To our knowledge there is currently no other work published on 4D dose reconstruction incorporating intrafractional motion to assess tracked treatments. Work by other groups focuses on offline dose reconstruction for lung or abdominal sites. Glitzner et al. 21 also use DVFs to accumulate dose on a reference phase, however, they adopt DDM instead of EMT. In contrast to this group, our dose computation and accumulation algorithms run in ≤40 ms on average and hence are suitable for use in online dose reconstruction scenarios.

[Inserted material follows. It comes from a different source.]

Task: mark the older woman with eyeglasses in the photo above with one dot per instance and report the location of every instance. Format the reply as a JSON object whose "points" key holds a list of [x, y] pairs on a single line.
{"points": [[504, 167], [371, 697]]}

The MTV concept considers motion compensation of rigid shifts only and should be considered conservative for tumors with substantial deformation. For example, if the tumor expands in a single 4DCT phase only, this would propagate to an increased target volume for all phases. Future work should assess more sophisticated PTV definitions, robust to the actual patient motion.

It should be noted that this study is focused on the technical feasibility aspects while its potential clinical impact still needs to be analyzed in more detail. However, real‐time 4D dose reconstruction serves as a platform to further develop MLC tracking. Extending rigid tumor tracking to deformation tracking will potentially allow tracked treatment for more advanced lung tumors.

In this study, treatment planning was performed according to RTOG 1021 for an ITV/midV approach. Taking into account small local dose features during planning (like pushing spinal cord D 2) makes sense to comply with RTOG, but not necessarily for a tracking scenario in which treatment fields are moved intentionally. The trade‐off between tight conformal target dose and optimal OAR sparing in terms of DVH points should be assessed.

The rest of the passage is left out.